Presented as a recreation of a stage show of 1881, The Amazing Feats of Loneliness of the title, it is, initially at least, a blend of the grotesque and the crudely comic, full of nudge-nudge humour and waves of pus and vomit.
A young woman afflicted with acne finds that her face has the capability to produce pearls; a man hikes to the Himalayas to have the images of his dead love literally drilled out of existence; a (human sized) stuffed bear recounts its abandonment by its owner.
It is like The League of Gentlemen at their most perverse, veering at times into Little Britain territory as bodily fluids gush over the floor. But as with Neilson’s other recent plays, the disappointing God in Ruins and divisive The Wonderful World of Dissocia, there are different layers of reality at work here. As with both those productions there is a Pirandellian fracturing of the world we are presented with. There are jarring pauses, as Gant’s fellow performers grow increasingly uncomfortable with their opium-addicted boss. The play begins to pick itself apart, to reveal something unexpected and altogether more human and questioning beneath the sticky veneer.
That said, this late detour doesn’t quite emerge clean from the grossness of the earlier scenes; it remains tainted. The audience never learn enough about Gant and his troupe to fully engage with this new turn of events. There are intriguing hints of a friendship forged on the battlefield between Gant and Sam Cox’s Jack Dearlove, but given the time devoted to pus and pimples in the early half of the play, this remains frustratingly thinly sketched. There is also an attempt to raise the question of what one wants theatre to do: encapsulated in a poem that pits whimsy against hard reality. But again this feels secondary to the yucky stuff. The final revelation, when it comes however, is still quite potent.

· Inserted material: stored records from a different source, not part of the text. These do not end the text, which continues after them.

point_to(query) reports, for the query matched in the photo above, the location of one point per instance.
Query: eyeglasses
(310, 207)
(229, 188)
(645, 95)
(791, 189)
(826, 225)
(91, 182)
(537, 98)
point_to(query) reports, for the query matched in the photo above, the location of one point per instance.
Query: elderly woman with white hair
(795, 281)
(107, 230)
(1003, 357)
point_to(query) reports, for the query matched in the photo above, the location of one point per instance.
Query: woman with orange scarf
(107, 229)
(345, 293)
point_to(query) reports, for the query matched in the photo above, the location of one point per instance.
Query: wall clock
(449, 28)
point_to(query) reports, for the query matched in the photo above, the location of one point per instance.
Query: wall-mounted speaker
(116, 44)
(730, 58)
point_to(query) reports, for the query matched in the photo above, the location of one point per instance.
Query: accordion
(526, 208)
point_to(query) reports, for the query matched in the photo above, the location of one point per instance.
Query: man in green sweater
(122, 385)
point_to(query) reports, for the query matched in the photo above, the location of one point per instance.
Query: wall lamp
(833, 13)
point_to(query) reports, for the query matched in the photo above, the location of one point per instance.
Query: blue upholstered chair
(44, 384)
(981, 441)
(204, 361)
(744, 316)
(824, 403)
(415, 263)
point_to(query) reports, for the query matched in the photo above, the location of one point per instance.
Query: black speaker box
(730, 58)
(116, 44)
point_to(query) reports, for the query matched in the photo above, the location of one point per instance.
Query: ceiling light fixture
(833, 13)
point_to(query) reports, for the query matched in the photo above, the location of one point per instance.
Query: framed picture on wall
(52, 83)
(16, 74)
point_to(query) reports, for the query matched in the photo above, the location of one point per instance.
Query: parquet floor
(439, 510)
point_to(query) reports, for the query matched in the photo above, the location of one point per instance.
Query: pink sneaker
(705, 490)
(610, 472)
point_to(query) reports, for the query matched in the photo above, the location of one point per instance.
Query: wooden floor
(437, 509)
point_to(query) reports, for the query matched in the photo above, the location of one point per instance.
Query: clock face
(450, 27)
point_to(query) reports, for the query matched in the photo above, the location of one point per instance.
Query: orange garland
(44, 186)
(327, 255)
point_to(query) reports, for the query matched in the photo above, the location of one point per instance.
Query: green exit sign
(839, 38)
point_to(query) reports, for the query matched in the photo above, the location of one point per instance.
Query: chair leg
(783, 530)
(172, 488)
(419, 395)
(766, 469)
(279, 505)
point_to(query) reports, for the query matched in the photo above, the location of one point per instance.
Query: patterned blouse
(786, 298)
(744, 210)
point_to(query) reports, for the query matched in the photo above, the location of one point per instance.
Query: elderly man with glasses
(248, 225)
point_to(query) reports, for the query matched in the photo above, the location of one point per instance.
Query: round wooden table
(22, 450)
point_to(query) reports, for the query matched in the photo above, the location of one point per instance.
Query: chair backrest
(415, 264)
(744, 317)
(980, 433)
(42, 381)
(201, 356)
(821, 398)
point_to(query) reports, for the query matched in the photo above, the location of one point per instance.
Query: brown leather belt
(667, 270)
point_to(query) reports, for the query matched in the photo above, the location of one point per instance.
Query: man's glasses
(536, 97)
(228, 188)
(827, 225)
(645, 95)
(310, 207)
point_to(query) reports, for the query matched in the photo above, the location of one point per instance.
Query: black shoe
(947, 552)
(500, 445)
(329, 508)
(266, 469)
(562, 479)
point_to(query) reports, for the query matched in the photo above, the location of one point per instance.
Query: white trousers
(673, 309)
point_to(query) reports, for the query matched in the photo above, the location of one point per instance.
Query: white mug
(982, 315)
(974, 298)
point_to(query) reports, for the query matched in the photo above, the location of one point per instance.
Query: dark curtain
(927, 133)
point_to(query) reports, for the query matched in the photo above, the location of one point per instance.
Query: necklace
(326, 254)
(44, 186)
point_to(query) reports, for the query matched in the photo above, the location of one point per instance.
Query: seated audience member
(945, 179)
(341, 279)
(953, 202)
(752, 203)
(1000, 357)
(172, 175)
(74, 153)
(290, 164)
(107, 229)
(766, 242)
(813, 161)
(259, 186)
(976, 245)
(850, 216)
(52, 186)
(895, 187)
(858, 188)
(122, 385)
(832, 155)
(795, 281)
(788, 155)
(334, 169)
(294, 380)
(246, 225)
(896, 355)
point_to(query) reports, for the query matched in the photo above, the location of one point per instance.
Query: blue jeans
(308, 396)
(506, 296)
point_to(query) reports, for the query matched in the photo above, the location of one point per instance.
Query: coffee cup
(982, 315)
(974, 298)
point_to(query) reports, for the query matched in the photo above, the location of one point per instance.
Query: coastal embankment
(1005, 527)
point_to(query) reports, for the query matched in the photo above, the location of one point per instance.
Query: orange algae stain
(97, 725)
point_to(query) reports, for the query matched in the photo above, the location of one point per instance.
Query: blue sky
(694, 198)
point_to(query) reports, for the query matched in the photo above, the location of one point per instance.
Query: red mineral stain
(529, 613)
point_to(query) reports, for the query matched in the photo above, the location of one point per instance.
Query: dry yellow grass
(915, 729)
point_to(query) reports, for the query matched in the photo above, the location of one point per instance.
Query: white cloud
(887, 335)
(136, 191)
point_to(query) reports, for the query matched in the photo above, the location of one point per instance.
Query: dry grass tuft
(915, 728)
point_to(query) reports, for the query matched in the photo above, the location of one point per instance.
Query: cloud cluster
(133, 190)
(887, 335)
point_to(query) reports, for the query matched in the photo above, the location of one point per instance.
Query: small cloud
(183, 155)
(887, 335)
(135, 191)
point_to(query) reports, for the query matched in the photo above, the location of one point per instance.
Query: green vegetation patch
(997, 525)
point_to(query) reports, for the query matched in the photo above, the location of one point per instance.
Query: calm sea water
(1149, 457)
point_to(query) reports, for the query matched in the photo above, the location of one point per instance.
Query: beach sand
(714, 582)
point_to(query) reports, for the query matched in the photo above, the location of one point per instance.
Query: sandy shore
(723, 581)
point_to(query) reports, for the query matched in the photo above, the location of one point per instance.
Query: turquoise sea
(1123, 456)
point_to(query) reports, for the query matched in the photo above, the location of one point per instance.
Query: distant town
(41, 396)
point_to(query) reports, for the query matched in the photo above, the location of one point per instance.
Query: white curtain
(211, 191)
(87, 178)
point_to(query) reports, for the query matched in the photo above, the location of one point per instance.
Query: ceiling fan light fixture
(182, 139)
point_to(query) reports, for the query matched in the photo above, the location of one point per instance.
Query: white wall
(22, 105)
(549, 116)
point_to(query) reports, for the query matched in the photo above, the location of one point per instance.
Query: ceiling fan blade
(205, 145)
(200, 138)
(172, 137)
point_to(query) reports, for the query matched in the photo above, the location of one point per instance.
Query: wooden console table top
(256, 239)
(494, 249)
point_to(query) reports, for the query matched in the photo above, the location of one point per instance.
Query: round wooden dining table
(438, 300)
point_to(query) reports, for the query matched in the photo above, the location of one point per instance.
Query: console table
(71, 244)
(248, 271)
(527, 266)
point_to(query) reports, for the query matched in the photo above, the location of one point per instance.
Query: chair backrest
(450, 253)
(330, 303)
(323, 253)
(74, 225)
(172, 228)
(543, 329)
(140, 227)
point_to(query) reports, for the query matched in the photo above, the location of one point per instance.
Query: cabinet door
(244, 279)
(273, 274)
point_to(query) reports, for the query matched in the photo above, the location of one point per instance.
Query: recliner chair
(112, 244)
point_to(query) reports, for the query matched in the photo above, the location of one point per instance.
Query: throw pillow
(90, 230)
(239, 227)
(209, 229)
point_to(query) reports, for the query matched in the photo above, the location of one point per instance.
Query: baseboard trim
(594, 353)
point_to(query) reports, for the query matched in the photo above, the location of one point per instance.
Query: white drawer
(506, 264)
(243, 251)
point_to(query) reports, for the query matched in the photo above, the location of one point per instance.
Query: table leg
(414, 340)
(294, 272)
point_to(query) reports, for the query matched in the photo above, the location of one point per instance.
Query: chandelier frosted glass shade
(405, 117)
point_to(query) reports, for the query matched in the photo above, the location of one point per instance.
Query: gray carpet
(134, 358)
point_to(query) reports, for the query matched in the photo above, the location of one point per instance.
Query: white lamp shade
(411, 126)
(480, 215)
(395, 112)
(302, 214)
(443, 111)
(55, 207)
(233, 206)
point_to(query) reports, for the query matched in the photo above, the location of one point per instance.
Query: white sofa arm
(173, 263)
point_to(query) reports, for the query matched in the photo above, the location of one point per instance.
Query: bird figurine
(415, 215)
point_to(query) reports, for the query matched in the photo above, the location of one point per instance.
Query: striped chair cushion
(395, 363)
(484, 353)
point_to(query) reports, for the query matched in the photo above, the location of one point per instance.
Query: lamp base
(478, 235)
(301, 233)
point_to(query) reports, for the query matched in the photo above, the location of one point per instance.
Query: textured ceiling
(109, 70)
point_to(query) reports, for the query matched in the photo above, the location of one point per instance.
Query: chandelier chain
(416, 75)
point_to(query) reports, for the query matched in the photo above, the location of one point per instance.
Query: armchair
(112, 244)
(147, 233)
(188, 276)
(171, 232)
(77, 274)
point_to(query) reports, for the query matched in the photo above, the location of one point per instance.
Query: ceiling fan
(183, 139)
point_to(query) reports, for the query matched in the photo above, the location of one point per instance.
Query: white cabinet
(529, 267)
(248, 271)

The cast are excellent. Simon Kunz has just the right amount of swagger as Gant and Sam Cox, Nicholas Ludd and Emma Handy, leaping between roles, are all equally strong, the latter impressively managing to emote from behind a mask of acne. Tom Scutt’s Victorian set is full of lovely details and, to be fair, the audience seemed to be laughing a great deal, for it is at times wickedly, weirdly funny. But it is impossible to shake a sense of frustration that this could have been far more interesting were it to focus less on gross excess and more on the characters that populate this intriguing world.